Opal Creek Wilderness

Photography:
This post would not be complete on this blog covering a location without discussing the photography aspect. As you can already see by the images in this post there are many opportunities and they will differ based on when you are there.

Color Depth: The images show how much color can change based on water depth, camera angle and light. It can vary from too deep to stand in to no more than ankle deep. With all of them giving various shades of opal color.

Man & Nature: If photographing man made items in nature tickles your fancy then you have a number of possibilities. The image I included of the old US Navy fire truck is one of my favorites in Jaw Bone Flats. There are other old cars, woodstoves, mining tools and more.

Reflecting Light: The light reflecting from the foliage covered walls and forest can be rather intriguing, as seen with the abstract image in this post. It may look like a bad acid trip from a Grateful Dead show. I can assure you it’s not. Many opportunities like this exist in the area when the sun is coming into the area or leaving.

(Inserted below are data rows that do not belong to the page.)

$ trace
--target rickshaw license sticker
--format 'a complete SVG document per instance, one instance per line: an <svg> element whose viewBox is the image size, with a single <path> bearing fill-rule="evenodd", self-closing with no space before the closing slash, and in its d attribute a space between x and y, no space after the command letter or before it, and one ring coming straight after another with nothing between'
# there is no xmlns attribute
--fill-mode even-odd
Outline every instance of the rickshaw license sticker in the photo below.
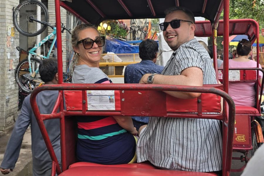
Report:
<svg viewBox="0 0 264 176"><path fill-rule="evenodd" d="M115 110L114 90L87 90L88 111Z"/></svg>
<svg viewBox="0 0 264 176"><path fill-rule="evenodd" d="M240 70L229 70L229 81L234 81L240 80Z"/></svg>
<svg viewBox="0 0 264 176"><path fill-rule="evenodd" d="M246 135L244 134L235 134L236 141L238 142L246 142Z"/></svg>

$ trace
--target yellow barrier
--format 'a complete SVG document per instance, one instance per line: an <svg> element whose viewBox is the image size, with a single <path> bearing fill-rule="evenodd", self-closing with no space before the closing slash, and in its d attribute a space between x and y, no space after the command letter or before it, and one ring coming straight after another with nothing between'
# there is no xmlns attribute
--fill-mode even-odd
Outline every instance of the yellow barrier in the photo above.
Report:
<svg viewBox="0 0 264 176"><path fill-rule="evenodd" d="M116 54L102 55L99 68L110 77L123 77L124 66L140 62L138 54Z"/></svg>

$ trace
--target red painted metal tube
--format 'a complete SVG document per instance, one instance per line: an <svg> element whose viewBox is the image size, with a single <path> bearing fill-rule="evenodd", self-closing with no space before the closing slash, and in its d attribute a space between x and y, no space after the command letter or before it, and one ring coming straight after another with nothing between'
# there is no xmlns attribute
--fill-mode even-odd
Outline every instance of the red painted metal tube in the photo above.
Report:
<svg viewBox="0 0 264 176"><path fill-rule="evenodd" d="M103 13L103 12L97 7L97 6L95 5L95 4L94 4L93 2L92 2L92 1L91 0L86 0L86 1L87 2L89 3L92 7L93 8L94 10L96 11L97 13L98 13L99 15L101 15L101 16L103 18L105 18L105 15L104 13Z"/></svg>
<svg viewBox="0 0 264 176"><path fill-rule="evenodd" d="M56 101L55 105L54 106L54 108L53 109L53 110L52 110L52 112L51 113L52 114L54 114L57 112L58 109L59 109L59 106L60 106L60 103L62 98L63 98L62 97L62 94L61 92L59 92L59 95L58 96L58 98L57 99L57 100Z"/></svg>
<svg viewBox="0 0 264 176"><path fill-rule="evenodd" d="M221 13L222 13L222 11L223 10L223 8L224 8L224 0L222 0L221 1L220 5L219 5L219 7L218 7L218 9L217 10L217 13L214 17L214 21L212 22L213 28L214 29L216 28L217 23L218 22L218 21L219 20L219 18L220 17L220 15L221 15ZM228 9L229 11L229 7Z"/></svg>
<svg viewBox="0 0 264 176"><path fill-rule="evenodd" d="M204 0L204 5L203 6L203 9L202 9L202 13L204 13L205 11L205 8L206 8L206 5L207 4L207 0Z"/></svg>
<svg viewBox="0 0 264 176"><path fill-rule="evenodd" d="M62 1L60 1L60 6L63 7L66 10L71 13L77 18L80 19L80 20L84 23L90 23L81 16L80 16L73 9L69 7L66 4Z"/></svg>
<svg viewBox="0 0 264 176"><path fill-rule="evenodd" d="M215 40L216 40L216 39L214 37L214 30L213 29L212 29L212 39L213 43L213 60L214 60L214 70L215 71L215 76L216 79L216 81L217 82L218 82L218 69L217 67L217 48L216 46L214 43ZM215 40L216 41L216 40Z"/></svg>
<svg viewBox="0 0 264 176"><path fill-rule="evenodd" d="M63 77L62 76L62 45L61 40L61 27L60 20L60 0L55 0L55 16L56 18L56 28L57 29L56 33L57 36L57 55L58 58L58 84L61 84L63 82ZM61 93L63 92L61 92ZM63 104L62 103L63 101L61 100L61 103L60 105L60 110L62 111L63 109ZM62 119L62 118L61 118ZM43 122L43 121L42 121ZM62 128L61 125L61 129L64 129L63 127ZM46 129L45 129L45 130ZM64 133L61 133L60 134L61 137L65 138L65 134ZM64 141L65 142L65 141ZM65 151L66 149L66 145L65 142L63 142L62 141L60 141L61 152L63 152L63 151ZM54 150L53 150L53 153L54 153ZM55 153L54 153L55 154ZM65 155L62 155L61 162L62 168L62 171L65 170L66 169L66 158ZM58 173L58 172L60 172L60 165L57 162L57 160L56 158L56 167L57 173ZM58 170L59 169L59 170Z"/></svg>
<svg viewBox="0 0 264 176"><path fill-rule="evenodd" d="M179 0L175 0L175 4L177 7L179 7L180 6L180 4L179 3Z"/></svg>
<svg viewBox="0 0 264 176"><path fill-rule="evenodd" d="M151 1L151 0L147 0L147 1L148 1L148 5L149 6L149 8L150 9L151 13L152 13L153 16L156 16L156 13L155 12L155 11L154 10L154 8L153 8L153 5L152 5Z"/></svg>
<svg viewBox="0 0 264 176"><path fill-rule="evenodd" d="M61 27L60 21L60 7L59 0L55 0L55 16L57 35L57 55L58 58L58 84L61 84L62 80L62 49L61 44Z"/></svg>
<svg viewBox="0 0 264 176"><path fill-rule="evenodd" d="M127 8L127 7L126 6L126 5L124 2L122 1L122 0L117 0L118 1L118 2L121 4L121 5L122 6L122 7L123 7L123 8L125 9L125 10L126 11L126 12L128 14L128 15L129 15L129 16L131 17L133 16L132 15L132 13L131 13L131 12L130 12L130 11L128 9L128 8Z"/></svg>
<svg viewBox="0 0 264 176"><path fill-rule="evenodd" d="M229 85L229 0L224 0L224 74L223 74L223 84L224 85L224 90L227 93L228 93ZM219 12L218 13L219 13ZM225 108L224 110L227 109L227 105L225 103ZM234 127L233 127L233 128ZM230 138L233 138L234 136L233 133L230 135L229 133L226 137L228 139ZM227 148L223 148L223 158L226 159L223 159L223 165L225 166L223 168L223 173L227 173L228 175L229 175L231 170L231 163L232 158L229 157L228 156L232 155L232 148L233 147L233 140L227 141L226 146ZM228 159L227 159L228 158Z"/></svg>

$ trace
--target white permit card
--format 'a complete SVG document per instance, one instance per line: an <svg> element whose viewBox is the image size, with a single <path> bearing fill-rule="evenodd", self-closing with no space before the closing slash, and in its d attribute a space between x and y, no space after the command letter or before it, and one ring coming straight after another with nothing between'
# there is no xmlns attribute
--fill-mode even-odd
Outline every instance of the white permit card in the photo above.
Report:
<svg viewBox="0 0 264 176"><path fill-rule="evenodd" d="M87 90L88 111L115 110L114 90Z"/></svg>
<svg viewBox="0 0 264 176"><path fill-rule="evenodd" d="M240 80L240 70L229 70L229 81L235 81Z"/></svg>

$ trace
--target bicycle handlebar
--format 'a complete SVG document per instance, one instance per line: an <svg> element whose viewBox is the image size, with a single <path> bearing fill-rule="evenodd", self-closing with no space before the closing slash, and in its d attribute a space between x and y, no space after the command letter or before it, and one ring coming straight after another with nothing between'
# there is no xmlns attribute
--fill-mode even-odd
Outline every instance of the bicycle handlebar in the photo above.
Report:
<svg viewBox="0 0 264 176"><path fill-rule="evenodd" d="M18 51L23 51L25 52L26 52L28 54L28 51L25 50L24 49L23 49L21 48L19 46L16 47L16 49Z"/></svg>
<svg viewBox="0 0 264 176"><path fill-rule="evenodd" d="M29 19L33 21L35 21L36 22L38 23L39 23L42 24L44 24L45 25L47 26L50 26L51 28L53 29L54 29L54 28L56 27L56 26L51 26L50 24L48 23L46 23L46 22L44 22L43 21L39 21L37 20L36 20L35 19L34 19L32 17L29 17ZM66 27L66 26L65 26L64 24L63 23L61 23L61 27L62 28L62 30L61 30L62 33L63 33L64 31L64 30L66 30L68 32L69 32L69 33L70 34L71 34L71 33L70 32L71 29L70 28L67 28Z"/></svg>
<svg viewBox="0 0 264 176"><path fill-rule="evenodd" d="M63 32L64 31L64 30L66 30L66 31L69 32L69 33L70 33L70 34L71 34L72 33L71 33L71 28L67 28L66 27L64 24L63 23L61 23L61 27L62 28L62 30L61 30L61 33L63 33Z"/></svg>

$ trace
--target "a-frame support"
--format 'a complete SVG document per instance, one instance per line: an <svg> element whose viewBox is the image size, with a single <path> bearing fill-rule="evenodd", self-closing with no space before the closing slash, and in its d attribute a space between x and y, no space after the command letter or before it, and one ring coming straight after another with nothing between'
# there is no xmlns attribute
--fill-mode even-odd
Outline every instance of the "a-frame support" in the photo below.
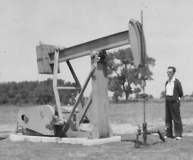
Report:
<svg viewBox="0 0 193 160"><path fill-rule="evenodd" d="M57 86L57 74L58 74L58 68L59 68L59 62L58 62L59 49L55 50L53 88L54 88L59 120L65 121L65 123L63 123L61 134L60 134L60 136L62 137L69 136L69 134L67 134L69 129L77 131L77 135L80 135L79 126L82 123L83 118L86 115L86 112L88 111L88 108L91 105L91 102L92 102L92 115L94 119L94 124L90 131L90 134L86 133L85 136L91 139L100 139L100 138L108 138L113 135L113 132L109 125L109 119L108 119L108 79L107 79L107 64L105 60L106 52L92 51L90 55L91 55L92 69L86 79L86 82L83 88L81 88L78 78L69 61L67 61L67 65L78 87L59 87ZM87 99L87 101L84 103L82 100L83 99L82 97L90 79L92 79L92 92L89 98ZM80 91L77 102L75 103L68 120L63 119L58 89L65 89L65 90L75 89ZM76 126L75 126L75 124L73 124L72 122L72 117L75 113L75 110L79 102L82 103L83 108L80 110L80 113L78 115L79 118L77 118ZM73 132L73 134L75 133Z"/></svg>

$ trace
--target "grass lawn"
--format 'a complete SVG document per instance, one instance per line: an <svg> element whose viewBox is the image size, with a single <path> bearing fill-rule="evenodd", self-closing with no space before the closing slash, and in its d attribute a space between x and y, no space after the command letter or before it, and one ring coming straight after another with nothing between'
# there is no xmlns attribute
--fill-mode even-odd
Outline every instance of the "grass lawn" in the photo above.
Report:
<svg viewBox="0 0 193 160"><path fill-rule="evenodd" d="M181 104L184 133L193 132L193 103ZM0 126L16 124L16 114L20 107L0 107ZM164 103L147 103L146 120L150 125L164 127ZM110 104L110 121L116 125L137 126L143 122L143 104ZM126 128L127 130L127 128ZM118 134L118 133L116 133ZM191 160L193 159L193 137L184 136L182 140L168 139L161 142L157 135L148 136L148 145L139 149L134 147L135 134L121 134L122 141L98 146L82 146L59 143L0 141L1 160L58 160L58 159L111 159L111 160ZM140 139L142 141L142 138Z"/></svg>

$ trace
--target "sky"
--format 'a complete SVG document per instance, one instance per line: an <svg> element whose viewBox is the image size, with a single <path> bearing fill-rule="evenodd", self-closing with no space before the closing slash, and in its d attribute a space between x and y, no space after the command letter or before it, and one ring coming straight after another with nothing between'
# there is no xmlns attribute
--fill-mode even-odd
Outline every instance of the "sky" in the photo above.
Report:
<svg viewBox="0 0 193 160"><path fill-rule="evenodd" d="M0 83L42 81L36 46L70 47L128 30L129 20L143 24L148 56L156 60L146 92L160 97L167 67L175 66L184 94L193 92L192 0L1 0ZM127 46L126 46L127 47ZM90 71L89 56L71 61L83 85ZM65 63L58 78L73 81ZM86 93L90 92L88 88Z"/></svg>

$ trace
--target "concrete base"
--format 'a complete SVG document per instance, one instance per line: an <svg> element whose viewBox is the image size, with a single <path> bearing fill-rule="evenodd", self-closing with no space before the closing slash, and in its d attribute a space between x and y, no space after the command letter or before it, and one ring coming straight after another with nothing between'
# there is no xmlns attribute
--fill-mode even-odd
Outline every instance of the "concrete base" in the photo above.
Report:
<svg viewBox="0 0 193 160"><path fill-rule="evenodd" d="M68 144L81 144L85 146L121 141L121 136L113 136L110 138L103 138L103 139L87 139L87 138L41 137L41 136L26 136L26 135L11 134L9 138L12 141L57 142Z"/></svg>

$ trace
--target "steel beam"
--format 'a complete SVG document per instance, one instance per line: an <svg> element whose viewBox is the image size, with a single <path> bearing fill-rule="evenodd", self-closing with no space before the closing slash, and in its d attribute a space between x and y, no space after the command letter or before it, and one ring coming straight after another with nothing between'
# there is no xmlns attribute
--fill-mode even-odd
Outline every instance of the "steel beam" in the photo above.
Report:
<svg viewBox="0 0 193 160"><path fill-rule="evenodd" d="M91 51L108 50L128 45L129 31L119 32L113 35L102 37L76 46L65 48L59 51L59 62L75 59L89 55ZM54 63L54 52L49 53L50 64Z"/></svg>

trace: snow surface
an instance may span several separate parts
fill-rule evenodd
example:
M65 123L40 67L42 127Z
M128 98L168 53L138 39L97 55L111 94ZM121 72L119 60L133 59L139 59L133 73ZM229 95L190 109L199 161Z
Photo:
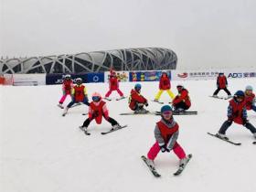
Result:
M229 82L231 92L248 84L256 87L255 79ZM173 87L177 83L173 81ZM228 130L229 138L241 142L241 146L208 135L226 120L228 101L208 97L216 89L215 80L182 83L190 91L190 110L197 110L198 115L175 119L180 125L178 142L193 158L181 176L174 176L177 157L173 152L160 153L155 163L161 178L154 177L140 158L155 142L159 116L120 116L130 112L127 100L110 101L110 115L129 127L101 135L110 124L91 123L91 135L87 136L78 128L85 120L81 113L87 112L86 106L72 108L61 116L63 111L57 107L60 85L0 87L1 192L255 191L256 145L251 144L251 133L236 124ZM158 83L142 84L142 94L154 99ZM128 95L133 85L121 83L121 89ZM103 94L108 85L88 84L87 88L89 95L95 91ZM161 100L167 102L167 94L163 93ZM148 110L160 107L150 101ZM255 112L249 112L249 119L256 125Z

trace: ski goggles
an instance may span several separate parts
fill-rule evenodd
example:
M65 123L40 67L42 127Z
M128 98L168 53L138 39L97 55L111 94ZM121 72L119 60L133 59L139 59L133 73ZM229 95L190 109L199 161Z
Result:
M172 111L164 112L162 113L162 115L163 115L164 117L170 117L170 116L173 115L173 112L172 112Z
M101 97L99 96L92 96L92 101L99 101L101 100Z
M242 101L244 100L243 96L236 96L236 98L237 98L237 101Z

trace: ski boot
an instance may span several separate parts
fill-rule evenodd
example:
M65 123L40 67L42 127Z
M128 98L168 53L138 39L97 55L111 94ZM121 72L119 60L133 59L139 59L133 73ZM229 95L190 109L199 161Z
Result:
M226 134L222 134L222 133L218 133L216 134L216 136L218 136L218 137L219 137L220 139L223 139L223 140L229 140L229 137L227 137Z

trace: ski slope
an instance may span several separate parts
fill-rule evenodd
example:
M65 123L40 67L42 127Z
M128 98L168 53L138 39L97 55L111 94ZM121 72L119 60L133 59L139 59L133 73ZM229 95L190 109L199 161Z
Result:
M256 79L229 80L232 93ZM176 93L176 85L172 87ZM178 159L173 152L159 153L155 164L161 178L154 177L141 160L155 142L154 128L159 116L120 116L130 112L127 100L108 101L110 116L128 128L101 135L110 129L103 122L91 123L85 135L82 124L86 106L71 108L62 117L57 107L60 85L38 87L0 87L1 91L1 192L253 192L256 188L256 145L244 127L232 124L227 135L241 146L235 146L207 134L216 133L226 120L228 101L208 97L215 80L182 82L190 92L197 115L175 116L180 125L178 142L193 158L179 176ZM133 82L121 83L128 95ZM149 101L158 91L158 82L143 82L142 94ZM89 95L107 91L104 83L87 84ZM225 96L220 91L219 95ZM117 97L116 93L111 95ZM66 100L65 104L69 101ZM164 92L161 100L168 101ZM161 105L149 101L150 111ZM256 125L256 113L249 112Z

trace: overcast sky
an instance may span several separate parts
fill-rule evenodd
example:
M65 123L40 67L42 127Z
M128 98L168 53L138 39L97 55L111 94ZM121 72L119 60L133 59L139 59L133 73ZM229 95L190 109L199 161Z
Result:
M255 66L255 0L0 2L0 56L163 47L178 69Z

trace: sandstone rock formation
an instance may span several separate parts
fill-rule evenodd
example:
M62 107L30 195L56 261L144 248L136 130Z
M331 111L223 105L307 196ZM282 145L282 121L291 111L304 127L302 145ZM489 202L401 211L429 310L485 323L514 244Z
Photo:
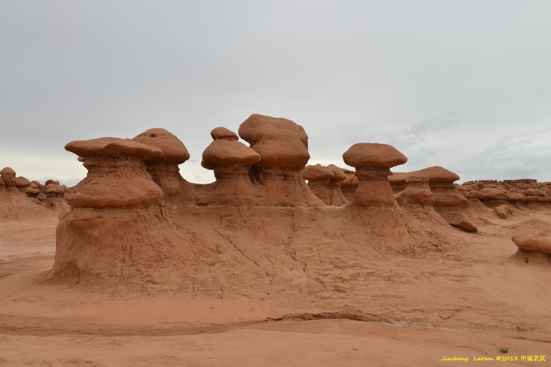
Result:
M448 212L442 216L452 226L464 229L467 232L476 232L478 231L477 226L473 224L469 217L463 213Z
M88 170L84 179L65 189L73 207L144 207L163 200L144 163L160 156L160 149L117 138L72 141L65 149L85 158Z
M495 180L484 181L467 181L462 184L462 189L459 189L471 202L479 199L484 205L490 209L499 206L511 208L511 205L518 206L530 205L528 203L549 202L551 201L551 191L549 183L529 183L522 180ZM506 218L507 213L503 209L496 209L500 217Z
M439 166L412 172L393 172L388 179L395 193L404 189L406 180L412 176L424 176L428 179L429 186L434 195L433 206L439 213L458 211L469 206L468 200L453 185L453 181L459 179L459 176Z
M216 128L210 136L214 141L203 152L201 166L214 171L216 182L209 185L212 190L198 196L197 204L253 204L256 197L249 173L260 156L225 128Z
M323 202L301 176L310 154L304 129L285 118L252 114L239 127L239 136L260 156L249 171L258 204L284 206Z
M0 219L17 220L54 215L41 205L36 205L41 204L39 199L28 196L28 190L35 190L33 187L35 184L24 177L16 177L15 172L9 167L0 171Z
M394 198L400 206L430 206L434 204L434 195L429 187L429 179L424 176L410 176L406 180L406 188Z
M410 217L396 204L387 176L390 167L407 158L389 145L351 147L343 157L357 168L358 189L344 205L345 199L336 202L330 195L327 206L301 176L309 157L301 127L252 115L239 132L250 147L227 129L212 132L202 165L214 171L217 180L204 185L181 177L177 162L188 155L166 130L149 130L133 140L67 144L88 173L65 189L71 209L60 215L55 263L47 280L129 289L154 284L189 297L258 295L273 287L313 295L323 286L309 272L322 269L326 256L315 263L307 259L312 251L323 252L317 249L327 238L336 241L336 248L352 247L354 256L369 256L373 250L417 251L413 244L423 238L418 245L425 253L437 248L442 231L450 230L431 214L426 187L429 198L415 199L417 216ZM170 156L177 158L163 158L165 143L157 140L161 133L168 145L179 147L171 150L180 152ZM170 174L163 171L169 163ZM302 173L309 180L328 180L324 188L338 190L339 180L358 180L347 171L314 166ZM423 226L414 224L418 220L425 221ZM437 233L438 239L433 238Z
M149 129L132 138L132 140L159 149L161 154L144 160L148 173L164 191L165 200L189 185L180 174L179 165L190 158L183 143L176 135L164 129ZM187 196L190 197L189 193ZM177 200L174 198L174 200Z
M523 251L551 255L551 238L535 234L517 234L511 240Z
M346 178L340 181L339 185L341 186L341 191L342 191L343 195L349 201L354 198L354 194L358 189L358 185L360 184L360 181L356 177L355 172L345 168L341 169L346 175Z
M356 168L360 183L351 201L365 206L391 206L396 201L387 176L390 168L407 162L394 147L379 143L354 144L343 154L344 163Z
M314 194L327 205L341 206L348 202L339 184L347 178L342 169L334 165L327 167L320 164L309 165L301 174L308 180L308 187Z
M69 204L65 200L64 193L67 186L57 184L48 183L42 189L42 193L46 195L42 205L55 213L61 213L69 209ZM36 195L36 200L40 201L40 198ZM35 201L36 202L36 201Z

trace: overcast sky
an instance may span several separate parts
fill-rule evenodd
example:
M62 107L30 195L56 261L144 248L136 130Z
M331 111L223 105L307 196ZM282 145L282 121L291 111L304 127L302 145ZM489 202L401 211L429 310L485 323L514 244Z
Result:
M164 128L192 182L210 131L251 114L309 164L393 145L409 172L551 180L551 1L0 0L0 168L73 185L63 146Z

Challenges: Whenever you have rushing water in a canyon the foliage is rarely completely still. Even when the wind was calm in the area I often found brush moving somewhere in the image near the water. Despite bumping up to say ISO800 I had still had movement issues most of the time.

The Shallows

S Falls

Final Words:
If forests and streams are your interest when it comes to hiking and photography, this place is a must. It’s certainly a gem in more ways than one and is hard to believe this area almost met it’s demise to logging less than a couple decades ago. I know we need wood in this world but we can certainly learn to conserve to help protect spectacular places that would be completely altered for generations to come if logging came to town.